Adams said this company also claims that their application has been "accepted for filing," which means the FDA review process can begin.
Adams has not yet been notified by the applicant of its Paragraph IV Certification, which is a requirement of the FDA filing, according to a company news release.
Adams said Mucinex is the only FDA-approved, extended-release, single-ingredient guaifenesin product and notes the following two hurdles for a competitor to enter the over-the-counter market:
• The New Drug Application approval of Mucinex was based on rigorous scientific criteria. Adams said it will urge the FDA to apply these same scientific standards to this ANDA filing as it applied to the company's NDA filing for Mucinex.
• The company has two patents that protect its suite of extended-release bi-layer tablet products. These patents are listed in the FDA Orange Book and expire in 2020.

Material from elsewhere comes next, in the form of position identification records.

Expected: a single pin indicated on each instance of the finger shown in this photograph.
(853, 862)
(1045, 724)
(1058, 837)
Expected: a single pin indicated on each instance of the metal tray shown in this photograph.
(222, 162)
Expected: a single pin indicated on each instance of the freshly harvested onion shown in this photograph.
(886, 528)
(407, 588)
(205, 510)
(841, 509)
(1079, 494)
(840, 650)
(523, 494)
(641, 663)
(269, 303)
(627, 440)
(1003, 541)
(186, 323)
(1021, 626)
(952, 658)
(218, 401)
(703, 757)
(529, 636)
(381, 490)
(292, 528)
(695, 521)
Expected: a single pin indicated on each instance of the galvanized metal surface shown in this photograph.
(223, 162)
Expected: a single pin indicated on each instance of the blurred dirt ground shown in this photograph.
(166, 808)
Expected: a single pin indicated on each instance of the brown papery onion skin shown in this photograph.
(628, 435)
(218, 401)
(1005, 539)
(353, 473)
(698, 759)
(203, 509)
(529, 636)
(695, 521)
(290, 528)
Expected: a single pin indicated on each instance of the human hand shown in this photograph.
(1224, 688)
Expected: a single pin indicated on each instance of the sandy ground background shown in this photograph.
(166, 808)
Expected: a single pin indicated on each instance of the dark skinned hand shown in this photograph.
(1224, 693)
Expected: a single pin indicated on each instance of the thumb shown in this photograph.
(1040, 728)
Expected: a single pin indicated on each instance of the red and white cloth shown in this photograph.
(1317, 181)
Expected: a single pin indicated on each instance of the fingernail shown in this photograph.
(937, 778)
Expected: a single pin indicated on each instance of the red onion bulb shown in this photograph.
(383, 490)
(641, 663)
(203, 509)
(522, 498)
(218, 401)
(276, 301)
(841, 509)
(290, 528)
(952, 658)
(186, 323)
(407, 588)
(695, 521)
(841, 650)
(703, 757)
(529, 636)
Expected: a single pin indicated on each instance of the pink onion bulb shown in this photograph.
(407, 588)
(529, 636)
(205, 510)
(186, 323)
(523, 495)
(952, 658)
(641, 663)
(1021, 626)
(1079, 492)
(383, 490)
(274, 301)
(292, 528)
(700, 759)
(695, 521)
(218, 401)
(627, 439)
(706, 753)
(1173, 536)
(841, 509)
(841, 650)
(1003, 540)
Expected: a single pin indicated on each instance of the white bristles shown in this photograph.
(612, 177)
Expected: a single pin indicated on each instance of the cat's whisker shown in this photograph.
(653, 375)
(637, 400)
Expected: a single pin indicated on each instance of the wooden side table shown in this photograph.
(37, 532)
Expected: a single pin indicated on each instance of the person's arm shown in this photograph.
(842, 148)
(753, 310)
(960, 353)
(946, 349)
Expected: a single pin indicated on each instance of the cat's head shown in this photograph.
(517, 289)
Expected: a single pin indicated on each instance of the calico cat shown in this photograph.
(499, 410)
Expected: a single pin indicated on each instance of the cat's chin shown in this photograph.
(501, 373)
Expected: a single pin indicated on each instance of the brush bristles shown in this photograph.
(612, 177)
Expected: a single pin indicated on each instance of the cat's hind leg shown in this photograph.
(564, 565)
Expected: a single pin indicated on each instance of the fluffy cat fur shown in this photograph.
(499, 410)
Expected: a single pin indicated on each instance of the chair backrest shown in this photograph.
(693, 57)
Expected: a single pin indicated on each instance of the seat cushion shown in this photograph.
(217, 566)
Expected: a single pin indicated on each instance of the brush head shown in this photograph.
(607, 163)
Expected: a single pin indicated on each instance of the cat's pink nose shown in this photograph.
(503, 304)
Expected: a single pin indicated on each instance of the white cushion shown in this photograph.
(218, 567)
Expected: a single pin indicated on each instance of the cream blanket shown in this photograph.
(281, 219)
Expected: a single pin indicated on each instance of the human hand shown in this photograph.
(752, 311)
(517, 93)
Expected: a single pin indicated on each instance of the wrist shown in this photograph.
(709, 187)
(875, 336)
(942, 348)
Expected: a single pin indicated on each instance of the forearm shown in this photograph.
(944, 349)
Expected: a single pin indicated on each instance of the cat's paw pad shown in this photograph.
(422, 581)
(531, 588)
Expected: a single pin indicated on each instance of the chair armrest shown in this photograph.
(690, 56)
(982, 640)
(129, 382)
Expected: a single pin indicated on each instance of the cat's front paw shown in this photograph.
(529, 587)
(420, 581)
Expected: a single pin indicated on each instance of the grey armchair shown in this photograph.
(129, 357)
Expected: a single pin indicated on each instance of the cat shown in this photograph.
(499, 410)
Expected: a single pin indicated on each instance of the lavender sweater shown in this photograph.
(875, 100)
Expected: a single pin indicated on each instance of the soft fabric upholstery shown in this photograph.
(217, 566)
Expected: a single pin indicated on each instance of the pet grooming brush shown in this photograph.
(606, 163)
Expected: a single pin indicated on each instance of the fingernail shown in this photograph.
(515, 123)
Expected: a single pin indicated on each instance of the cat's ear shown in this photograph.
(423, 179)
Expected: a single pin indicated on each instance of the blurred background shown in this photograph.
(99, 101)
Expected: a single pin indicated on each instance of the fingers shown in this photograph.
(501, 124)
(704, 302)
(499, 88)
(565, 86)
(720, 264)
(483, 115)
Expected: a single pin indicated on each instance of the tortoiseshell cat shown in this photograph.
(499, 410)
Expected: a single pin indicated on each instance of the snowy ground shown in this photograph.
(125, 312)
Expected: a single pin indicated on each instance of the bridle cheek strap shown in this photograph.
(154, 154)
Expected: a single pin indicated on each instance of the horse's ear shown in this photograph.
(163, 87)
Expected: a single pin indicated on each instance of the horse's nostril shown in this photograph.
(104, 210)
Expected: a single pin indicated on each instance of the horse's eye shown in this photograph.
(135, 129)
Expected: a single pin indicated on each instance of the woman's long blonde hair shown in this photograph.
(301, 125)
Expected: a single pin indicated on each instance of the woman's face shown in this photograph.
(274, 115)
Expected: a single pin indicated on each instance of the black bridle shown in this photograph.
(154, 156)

"Based on what we have been told about this ANDA filing, it appears that this product application employs an older, well-known matrix technology. In fact, Adams spent several years working with this technology, but the FDA did not accept the resulting drug release profile and required a higher scientific standard for product approval. We subsequently abandoned this technology and developed our own proprietary bi-layer extended-release formulation, which ultimately served as the basis of our FDA approval for Mucinex," president and chief executive officer Michael J. Valentino said in the release.
"It is our view that this applicant should be held to the same set of rigorous standards that were required of Adams."
Adams is a specialty pharmaceutical company based in Chester, N.J.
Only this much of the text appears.